Coleman
Supervising Sound Editor
Sound on a sailboat is its own category of difficult. You’re dealing with constant wind across open decks, rigging that hums and snaps under load, waves and hull slap that shift with speed and angle, and machinery noise from engines, winches, and generators that comes and goes unpredictably. The set is never acoustically stable: surfaces are hard and reflective, spaces are tight, and the boat itself is always moving, which changes mic placement, proximity, and background noise minute by minute. Even simple dialogue can be complicated by salt air, spray, and the need to protect gear without compromising capture.

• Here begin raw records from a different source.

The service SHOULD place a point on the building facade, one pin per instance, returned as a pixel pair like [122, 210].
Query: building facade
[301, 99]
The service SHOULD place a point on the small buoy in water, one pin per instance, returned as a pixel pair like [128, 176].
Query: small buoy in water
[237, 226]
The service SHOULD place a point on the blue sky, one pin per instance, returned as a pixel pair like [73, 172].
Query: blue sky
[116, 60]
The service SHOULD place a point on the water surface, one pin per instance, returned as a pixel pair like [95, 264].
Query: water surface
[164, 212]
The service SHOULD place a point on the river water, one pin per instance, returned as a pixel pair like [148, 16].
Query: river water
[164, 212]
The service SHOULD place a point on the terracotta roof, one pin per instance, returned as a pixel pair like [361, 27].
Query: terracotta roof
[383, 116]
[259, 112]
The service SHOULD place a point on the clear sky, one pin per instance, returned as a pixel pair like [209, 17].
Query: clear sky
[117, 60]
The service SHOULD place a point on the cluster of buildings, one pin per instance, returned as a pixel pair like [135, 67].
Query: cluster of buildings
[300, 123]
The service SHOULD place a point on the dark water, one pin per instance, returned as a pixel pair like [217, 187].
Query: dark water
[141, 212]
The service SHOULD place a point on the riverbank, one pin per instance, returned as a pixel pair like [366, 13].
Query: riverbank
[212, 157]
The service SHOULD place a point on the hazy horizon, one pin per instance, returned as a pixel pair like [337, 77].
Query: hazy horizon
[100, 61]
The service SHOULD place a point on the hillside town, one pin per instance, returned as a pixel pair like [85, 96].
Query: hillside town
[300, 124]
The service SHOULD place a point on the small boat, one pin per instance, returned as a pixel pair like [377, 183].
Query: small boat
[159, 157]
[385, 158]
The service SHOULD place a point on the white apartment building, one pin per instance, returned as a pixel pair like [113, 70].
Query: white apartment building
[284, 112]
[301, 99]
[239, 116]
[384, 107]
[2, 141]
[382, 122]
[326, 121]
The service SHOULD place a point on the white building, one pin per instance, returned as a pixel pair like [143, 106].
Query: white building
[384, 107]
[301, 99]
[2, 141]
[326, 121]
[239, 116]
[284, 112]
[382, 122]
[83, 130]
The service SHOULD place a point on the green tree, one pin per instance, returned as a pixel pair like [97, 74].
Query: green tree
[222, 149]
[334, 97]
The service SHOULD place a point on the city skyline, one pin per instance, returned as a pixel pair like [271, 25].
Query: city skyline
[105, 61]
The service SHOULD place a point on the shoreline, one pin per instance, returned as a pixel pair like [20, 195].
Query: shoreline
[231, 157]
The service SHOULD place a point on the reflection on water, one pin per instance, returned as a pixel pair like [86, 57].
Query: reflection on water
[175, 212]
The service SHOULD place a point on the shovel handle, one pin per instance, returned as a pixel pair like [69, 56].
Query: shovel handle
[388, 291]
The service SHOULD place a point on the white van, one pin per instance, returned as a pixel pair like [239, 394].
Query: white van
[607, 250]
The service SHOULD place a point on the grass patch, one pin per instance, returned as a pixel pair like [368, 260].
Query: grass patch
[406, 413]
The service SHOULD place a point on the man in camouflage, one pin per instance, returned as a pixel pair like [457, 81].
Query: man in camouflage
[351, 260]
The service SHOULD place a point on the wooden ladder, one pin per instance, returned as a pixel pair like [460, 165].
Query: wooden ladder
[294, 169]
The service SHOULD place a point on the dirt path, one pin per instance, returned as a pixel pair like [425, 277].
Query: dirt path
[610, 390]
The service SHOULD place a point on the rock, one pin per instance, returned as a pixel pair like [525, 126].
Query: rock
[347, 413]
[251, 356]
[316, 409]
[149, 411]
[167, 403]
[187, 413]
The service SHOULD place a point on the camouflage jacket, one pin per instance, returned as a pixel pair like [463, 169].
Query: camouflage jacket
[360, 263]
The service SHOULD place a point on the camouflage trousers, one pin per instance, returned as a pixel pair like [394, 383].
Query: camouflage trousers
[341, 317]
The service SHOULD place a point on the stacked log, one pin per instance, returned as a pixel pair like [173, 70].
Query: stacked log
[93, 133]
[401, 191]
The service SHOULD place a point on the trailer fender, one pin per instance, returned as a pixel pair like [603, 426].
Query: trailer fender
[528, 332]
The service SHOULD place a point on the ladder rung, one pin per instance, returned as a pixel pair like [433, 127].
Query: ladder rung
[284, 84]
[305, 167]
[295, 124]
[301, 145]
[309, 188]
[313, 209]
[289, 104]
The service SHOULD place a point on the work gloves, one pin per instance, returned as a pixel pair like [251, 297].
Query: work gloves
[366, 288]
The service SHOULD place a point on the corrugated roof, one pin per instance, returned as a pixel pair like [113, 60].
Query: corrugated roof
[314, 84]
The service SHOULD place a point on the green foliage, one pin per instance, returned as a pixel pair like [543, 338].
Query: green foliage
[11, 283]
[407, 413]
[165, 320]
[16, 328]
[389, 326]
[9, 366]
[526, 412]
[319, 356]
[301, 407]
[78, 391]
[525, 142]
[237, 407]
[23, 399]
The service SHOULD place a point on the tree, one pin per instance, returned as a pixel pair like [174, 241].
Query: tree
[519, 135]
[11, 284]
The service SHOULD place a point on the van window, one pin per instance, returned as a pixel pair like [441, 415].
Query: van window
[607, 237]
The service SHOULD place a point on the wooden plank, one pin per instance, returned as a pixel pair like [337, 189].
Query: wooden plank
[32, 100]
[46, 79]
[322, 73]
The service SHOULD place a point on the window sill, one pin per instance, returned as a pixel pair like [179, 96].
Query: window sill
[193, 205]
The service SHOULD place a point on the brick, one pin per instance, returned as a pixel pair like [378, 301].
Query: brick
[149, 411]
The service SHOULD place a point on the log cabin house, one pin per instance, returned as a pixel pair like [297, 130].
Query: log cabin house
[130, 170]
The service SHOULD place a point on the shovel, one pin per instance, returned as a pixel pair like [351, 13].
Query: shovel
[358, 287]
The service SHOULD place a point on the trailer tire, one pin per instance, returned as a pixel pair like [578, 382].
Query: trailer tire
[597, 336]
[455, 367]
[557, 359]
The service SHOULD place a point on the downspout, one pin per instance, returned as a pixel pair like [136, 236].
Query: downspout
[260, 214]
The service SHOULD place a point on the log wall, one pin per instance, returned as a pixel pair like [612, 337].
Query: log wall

This is where Coleman Metts comes in. With more than 30 years of experience as a production sound mixer and team lead, there are few acoustic environments he hasn’t encountered. His career includes work on Oscar-winning films and high-end productions where clean, usable sound had to be captured under real-world conditions rather than manufactured later. That background translates naturally to the challenges of shooting at sea, where adaptability, preparation, and calm problem-solving matter as much as technical skill.
Across a wide range of projects, Coleman has built a reputation for reliable on-set sound and a measured presence under pressure. On a sailboat — where the environment is uncompromising and every take matters — Coleman’s experience and skill are critical.
The Sailing Dharma crew is very fortunate to have him join the project.